Feindseliger kann das Verhängnis einer Premiere nicht begegnen: Während der Generalprobe am Vorabend brach sich der betagte Wolfgang Hübsch auf offener Szene die Schulter. Die Beteiligten verbrachten die Nacht damit, die fünf ihm zugedachten Rollen auf das Ensemble aufzuteilen.
Am Ende wechselten sogar die Regisseurin Alexandra Liedtke und der wunderbare Violinvirtuose Aljoscha Biz das Fach, und der Protagonist Joseph Lorenz führte Dialog mit sich selbst (Günter Franzmeier übernimmt ab sofort). All das in einer Aufführung, die auf leerer Bühne einzig der Magie des Textes und der inspirierten Präzision der Schauspieler vertraut. Das Verfahren bewährt sich auch unter den herausfordernden Umständen glanzvoll.
Roths russischer Hiob wurde zuvor kaum überzeugend für die Bühne bearbeitet. Die Regisseurin meistert die Aufgabe mit Glanz, indem sie sich für lange Prosapassagen Zeit nimmt und bis auf einige klug eingearbeitete Briefe Roths auf Fremdtexte verzichtet.

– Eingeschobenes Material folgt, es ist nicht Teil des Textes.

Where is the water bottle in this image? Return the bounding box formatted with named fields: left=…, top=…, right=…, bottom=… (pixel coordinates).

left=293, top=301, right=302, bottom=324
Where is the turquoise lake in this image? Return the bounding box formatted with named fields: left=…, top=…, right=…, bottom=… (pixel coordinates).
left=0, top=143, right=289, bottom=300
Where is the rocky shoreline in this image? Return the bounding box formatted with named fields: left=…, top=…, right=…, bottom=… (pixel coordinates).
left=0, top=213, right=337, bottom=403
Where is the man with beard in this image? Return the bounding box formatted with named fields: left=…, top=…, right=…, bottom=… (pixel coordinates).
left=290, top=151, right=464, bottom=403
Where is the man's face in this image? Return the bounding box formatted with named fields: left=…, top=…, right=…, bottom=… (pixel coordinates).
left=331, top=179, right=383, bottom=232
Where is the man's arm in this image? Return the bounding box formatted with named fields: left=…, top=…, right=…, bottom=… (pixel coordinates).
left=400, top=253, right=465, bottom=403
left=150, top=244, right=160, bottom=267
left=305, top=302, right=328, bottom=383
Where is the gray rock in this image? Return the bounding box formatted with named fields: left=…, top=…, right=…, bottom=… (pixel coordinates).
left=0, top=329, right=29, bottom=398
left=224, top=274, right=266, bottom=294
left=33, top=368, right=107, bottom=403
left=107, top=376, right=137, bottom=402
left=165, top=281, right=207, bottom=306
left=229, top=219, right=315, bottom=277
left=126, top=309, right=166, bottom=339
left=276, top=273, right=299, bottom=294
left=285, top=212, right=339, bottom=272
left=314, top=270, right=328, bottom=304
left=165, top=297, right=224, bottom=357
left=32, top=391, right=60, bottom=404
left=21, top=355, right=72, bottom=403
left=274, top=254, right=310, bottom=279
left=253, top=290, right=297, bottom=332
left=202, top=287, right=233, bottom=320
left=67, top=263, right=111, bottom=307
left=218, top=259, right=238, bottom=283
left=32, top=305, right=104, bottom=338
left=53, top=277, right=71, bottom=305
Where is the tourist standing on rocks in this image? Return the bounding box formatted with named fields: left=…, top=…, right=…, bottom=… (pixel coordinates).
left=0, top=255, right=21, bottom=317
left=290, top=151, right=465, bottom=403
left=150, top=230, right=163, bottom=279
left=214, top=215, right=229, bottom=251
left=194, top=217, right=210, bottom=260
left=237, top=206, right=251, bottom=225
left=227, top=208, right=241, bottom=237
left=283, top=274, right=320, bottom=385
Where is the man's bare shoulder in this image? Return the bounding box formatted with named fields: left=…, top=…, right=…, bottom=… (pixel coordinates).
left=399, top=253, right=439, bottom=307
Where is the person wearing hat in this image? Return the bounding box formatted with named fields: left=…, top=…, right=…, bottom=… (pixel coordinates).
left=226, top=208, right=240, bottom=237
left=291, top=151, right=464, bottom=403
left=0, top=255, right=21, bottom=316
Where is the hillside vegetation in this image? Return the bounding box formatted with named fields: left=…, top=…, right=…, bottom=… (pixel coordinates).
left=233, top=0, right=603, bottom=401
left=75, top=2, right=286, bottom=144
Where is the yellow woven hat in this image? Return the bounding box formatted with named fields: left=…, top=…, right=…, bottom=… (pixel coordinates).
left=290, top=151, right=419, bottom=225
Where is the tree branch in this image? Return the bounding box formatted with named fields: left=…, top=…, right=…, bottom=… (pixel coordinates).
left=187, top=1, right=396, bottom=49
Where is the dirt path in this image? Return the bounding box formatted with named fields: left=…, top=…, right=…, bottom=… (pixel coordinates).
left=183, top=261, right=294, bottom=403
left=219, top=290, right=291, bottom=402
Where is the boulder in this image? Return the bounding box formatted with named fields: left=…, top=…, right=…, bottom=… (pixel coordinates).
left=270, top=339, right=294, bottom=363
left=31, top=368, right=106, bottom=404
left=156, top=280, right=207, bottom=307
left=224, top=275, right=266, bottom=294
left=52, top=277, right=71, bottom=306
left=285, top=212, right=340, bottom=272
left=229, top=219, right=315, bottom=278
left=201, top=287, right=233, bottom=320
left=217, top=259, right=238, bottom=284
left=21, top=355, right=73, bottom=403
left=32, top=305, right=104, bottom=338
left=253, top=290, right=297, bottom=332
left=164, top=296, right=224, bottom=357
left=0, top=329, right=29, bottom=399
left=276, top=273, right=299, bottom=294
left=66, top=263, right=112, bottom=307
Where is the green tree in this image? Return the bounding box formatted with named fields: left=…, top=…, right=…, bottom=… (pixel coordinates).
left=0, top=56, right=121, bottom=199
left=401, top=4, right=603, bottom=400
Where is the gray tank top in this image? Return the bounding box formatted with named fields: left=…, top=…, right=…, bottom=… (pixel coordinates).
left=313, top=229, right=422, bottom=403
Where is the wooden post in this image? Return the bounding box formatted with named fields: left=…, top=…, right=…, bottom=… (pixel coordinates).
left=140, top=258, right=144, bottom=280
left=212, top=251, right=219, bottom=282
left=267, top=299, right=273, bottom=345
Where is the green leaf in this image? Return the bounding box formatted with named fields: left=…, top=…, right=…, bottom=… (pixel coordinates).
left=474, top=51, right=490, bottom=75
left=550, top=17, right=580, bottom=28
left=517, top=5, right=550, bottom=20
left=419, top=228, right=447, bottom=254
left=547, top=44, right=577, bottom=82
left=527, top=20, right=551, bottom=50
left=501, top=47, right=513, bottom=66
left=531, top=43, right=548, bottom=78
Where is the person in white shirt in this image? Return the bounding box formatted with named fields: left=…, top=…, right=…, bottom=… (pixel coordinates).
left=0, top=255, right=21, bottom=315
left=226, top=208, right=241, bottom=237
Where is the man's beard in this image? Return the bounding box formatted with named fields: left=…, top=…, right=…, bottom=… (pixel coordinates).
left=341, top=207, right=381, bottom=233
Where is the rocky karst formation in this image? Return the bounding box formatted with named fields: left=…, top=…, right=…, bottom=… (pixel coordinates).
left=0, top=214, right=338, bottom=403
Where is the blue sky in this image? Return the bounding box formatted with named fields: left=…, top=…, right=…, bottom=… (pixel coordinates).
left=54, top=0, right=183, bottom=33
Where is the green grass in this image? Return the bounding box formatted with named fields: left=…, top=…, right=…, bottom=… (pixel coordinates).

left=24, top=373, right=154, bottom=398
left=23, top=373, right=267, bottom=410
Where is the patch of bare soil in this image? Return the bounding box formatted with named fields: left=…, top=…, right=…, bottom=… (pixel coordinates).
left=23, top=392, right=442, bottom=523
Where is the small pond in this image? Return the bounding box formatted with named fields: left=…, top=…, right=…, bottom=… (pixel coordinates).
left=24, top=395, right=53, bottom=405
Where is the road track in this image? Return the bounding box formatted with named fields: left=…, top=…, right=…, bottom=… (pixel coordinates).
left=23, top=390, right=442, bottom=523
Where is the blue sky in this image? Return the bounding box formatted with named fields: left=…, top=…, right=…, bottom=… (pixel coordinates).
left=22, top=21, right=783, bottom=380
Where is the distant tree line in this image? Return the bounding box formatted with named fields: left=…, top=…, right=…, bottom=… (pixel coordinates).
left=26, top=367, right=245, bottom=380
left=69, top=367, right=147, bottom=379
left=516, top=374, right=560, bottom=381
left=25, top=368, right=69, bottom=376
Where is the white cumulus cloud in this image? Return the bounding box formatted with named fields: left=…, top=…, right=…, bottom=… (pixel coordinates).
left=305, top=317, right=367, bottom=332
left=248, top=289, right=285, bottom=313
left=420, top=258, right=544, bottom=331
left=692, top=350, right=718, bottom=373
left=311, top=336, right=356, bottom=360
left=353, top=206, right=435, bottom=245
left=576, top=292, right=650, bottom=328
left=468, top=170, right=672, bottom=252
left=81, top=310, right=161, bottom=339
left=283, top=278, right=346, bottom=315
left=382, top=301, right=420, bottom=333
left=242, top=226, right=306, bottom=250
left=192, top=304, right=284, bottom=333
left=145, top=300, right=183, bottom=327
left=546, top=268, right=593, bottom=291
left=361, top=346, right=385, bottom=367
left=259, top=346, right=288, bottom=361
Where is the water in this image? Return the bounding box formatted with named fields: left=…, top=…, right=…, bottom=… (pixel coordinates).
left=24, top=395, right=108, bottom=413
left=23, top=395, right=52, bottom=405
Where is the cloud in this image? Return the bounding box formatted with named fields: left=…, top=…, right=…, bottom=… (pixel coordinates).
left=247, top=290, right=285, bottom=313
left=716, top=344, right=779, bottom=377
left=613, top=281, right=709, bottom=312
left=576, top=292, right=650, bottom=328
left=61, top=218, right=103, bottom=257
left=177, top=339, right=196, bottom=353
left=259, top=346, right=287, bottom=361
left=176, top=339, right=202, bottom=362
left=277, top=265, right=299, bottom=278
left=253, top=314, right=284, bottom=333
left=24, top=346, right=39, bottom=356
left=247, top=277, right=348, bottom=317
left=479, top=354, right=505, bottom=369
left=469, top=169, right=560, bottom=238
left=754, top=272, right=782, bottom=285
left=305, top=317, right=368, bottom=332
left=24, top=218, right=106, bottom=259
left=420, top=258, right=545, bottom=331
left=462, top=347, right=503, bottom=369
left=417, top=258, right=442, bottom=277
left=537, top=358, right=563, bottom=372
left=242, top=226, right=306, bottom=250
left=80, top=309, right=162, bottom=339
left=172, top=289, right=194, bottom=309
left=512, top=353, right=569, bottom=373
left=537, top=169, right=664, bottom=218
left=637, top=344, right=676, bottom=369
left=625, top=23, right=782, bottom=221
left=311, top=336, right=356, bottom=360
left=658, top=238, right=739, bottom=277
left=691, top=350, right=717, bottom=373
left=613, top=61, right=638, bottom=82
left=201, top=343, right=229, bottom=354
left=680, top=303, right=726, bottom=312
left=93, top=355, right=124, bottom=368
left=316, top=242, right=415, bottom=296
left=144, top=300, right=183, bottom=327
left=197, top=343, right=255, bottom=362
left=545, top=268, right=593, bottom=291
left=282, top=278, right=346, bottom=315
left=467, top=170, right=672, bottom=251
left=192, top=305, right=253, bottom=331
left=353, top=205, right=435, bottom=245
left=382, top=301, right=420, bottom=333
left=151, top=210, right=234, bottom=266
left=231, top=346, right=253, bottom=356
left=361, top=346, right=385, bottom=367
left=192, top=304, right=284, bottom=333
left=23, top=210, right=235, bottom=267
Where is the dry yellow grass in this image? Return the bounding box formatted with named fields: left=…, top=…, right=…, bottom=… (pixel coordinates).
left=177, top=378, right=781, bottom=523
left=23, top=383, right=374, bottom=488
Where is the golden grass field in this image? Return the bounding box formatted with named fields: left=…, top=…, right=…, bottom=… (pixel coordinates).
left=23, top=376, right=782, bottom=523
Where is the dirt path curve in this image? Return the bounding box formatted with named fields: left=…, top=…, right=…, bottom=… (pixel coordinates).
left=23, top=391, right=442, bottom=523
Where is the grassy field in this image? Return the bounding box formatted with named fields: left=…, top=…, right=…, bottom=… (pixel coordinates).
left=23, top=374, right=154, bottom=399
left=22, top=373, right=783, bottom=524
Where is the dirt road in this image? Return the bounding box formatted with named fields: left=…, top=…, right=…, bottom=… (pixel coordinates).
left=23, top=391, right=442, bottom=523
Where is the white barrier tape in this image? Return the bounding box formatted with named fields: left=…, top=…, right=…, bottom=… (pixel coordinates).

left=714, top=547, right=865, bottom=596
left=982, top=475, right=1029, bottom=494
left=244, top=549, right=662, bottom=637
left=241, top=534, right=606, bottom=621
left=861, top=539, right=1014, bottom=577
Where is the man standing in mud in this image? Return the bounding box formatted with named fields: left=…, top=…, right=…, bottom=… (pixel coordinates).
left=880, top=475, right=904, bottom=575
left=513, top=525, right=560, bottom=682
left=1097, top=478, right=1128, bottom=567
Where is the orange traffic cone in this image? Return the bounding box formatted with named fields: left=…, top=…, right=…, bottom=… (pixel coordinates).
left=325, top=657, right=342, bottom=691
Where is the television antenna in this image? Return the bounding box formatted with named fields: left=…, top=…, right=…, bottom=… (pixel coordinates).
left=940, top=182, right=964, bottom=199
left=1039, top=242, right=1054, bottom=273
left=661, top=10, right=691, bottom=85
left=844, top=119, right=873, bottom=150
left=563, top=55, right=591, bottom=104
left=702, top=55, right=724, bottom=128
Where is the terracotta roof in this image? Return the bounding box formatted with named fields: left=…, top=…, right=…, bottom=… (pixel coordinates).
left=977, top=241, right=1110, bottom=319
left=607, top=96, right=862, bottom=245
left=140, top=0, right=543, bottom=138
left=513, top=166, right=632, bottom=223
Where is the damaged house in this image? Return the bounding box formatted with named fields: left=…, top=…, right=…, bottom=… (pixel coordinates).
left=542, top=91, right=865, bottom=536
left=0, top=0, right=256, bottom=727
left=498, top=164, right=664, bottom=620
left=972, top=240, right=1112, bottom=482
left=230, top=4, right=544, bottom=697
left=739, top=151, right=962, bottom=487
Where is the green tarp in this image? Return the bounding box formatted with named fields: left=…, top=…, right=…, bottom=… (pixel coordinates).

Alles liegt auf den Schultern der Schauspieler. Lorenz ist ein heute fast schon konkurrenzloser Virtuose der Textbehandlung. Er investiert diese Fertigkeit allerdings nicht in eitles Pirouettendrehen, sondern in eine jüdische Schmerzensgestalt, die in ihrer Größe und Klarheit wie ein Mahnmal gegen den hochkochenden antisemitischen Wahnsinn steht. Julia Stemberger als zweite Protagonistin, Katharina Lorenz, Alex Kapl und Gregor Schulz formieren ein Ensemble hoch motivierter Könner, das durch keine Schicksalszumutungen zu beeindrucken ist.